Once I’m with somebody, I’m the greatest friend in the world. It’s just finding that one person. (whimpers)

When you’ve got a lot of tracks running at the same time. People do get left behind.
You know the worst part of the whole dynamic of me trying to find a girlfriend? That the kind of woman I’d totally fall for is exactly the kind of woman who’d never approach me. You can probably imagine I get approached a lot. Not in the sense that I’m some hot stud, and I go to a bar and women just line up, but obviously, if I play shows, I spend a lot of time talking with people afterward, and I do get the occasional, y’know, G-string thrown at me during a show, or a girl walking up after a show and handing me her phone number. But exactly the kind of woman that I would totally fall for is most likely that woman who’d never in a million years walk up and introduce herself. It’s an absolute tragedy. And I’ve definitely met a couple of women who I really kind of fell for from across the room, and walked up to them, and they were just so completely freaked out that they ran in the opposite direction.

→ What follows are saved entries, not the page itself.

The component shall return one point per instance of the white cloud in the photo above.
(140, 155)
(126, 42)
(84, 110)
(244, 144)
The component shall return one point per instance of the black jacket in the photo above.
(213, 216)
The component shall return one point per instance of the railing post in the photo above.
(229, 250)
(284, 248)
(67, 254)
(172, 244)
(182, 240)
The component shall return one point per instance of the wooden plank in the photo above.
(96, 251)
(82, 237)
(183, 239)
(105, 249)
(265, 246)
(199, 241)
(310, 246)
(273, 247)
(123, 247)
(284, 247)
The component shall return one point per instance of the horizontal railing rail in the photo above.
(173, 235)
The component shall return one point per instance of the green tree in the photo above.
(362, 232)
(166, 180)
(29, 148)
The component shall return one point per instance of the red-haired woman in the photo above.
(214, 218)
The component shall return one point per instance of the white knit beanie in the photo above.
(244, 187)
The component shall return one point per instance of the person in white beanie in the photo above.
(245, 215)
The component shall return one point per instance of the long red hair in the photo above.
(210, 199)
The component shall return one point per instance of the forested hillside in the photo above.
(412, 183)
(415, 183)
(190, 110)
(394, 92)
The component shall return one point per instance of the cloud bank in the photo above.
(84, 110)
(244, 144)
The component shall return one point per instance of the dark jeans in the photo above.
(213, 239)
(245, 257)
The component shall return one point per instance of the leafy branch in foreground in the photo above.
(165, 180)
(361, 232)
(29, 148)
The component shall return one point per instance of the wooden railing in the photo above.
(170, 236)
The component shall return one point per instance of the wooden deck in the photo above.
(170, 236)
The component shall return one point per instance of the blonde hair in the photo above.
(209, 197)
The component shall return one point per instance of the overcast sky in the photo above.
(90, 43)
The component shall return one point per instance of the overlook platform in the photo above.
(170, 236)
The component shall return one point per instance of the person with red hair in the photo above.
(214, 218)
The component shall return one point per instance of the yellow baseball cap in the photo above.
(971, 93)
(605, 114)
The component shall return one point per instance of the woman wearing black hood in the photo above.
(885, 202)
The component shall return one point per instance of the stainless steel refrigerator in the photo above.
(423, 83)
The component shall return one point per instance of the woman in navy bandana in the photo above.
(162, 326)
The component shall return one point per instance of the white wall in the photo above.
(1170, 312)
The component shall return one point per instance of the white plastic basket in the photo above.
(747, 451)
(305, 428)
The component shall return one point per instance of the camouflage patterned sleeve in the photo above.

Isn’t it funny how you can be so verbose and so eloquent and so charming when you’re passionate about something, but the minute you really, really, really care, you become a complete idiot.
I get a lot of email from people, and they say things like, “I went to your show the other night and I wanted to come up and say hello, but I was too shy.” I reply, “that’s so silly! You just should’ve said hello. I don’t bite!” I love talking to people, and I have a tremendous appreciation for anybody who has any interest in what I do. If it wasn’t for them, I’d be working at Starbucks. I would’ve bought them a drink! We could’ve hung out! (pauses) Yet I’ve run into Björk three times in the past week and I just hid in the corner all night. I absolutely love that woman’s music.

What’s your super-secret special thing you’ve been dying to tell everybody?
Wow. I’m a transvestite! Ooooh! I’m a gay transvestite alcoholic gypsy vampire!

Wow!
Well, that’s not really true. Not the part about the gypsy vampire, anyway.

So if the right lady is reading this, what should she do?
Oh my God! God, that’s so scary. I’m totally nervous now. You know what’ll happen though? I’ll get a thousand e-mails from people who are not quite right, and That One Girl (who doesn’t email) is gonna be like, I’m so not right. The whole thing is so crazy, isn’t it?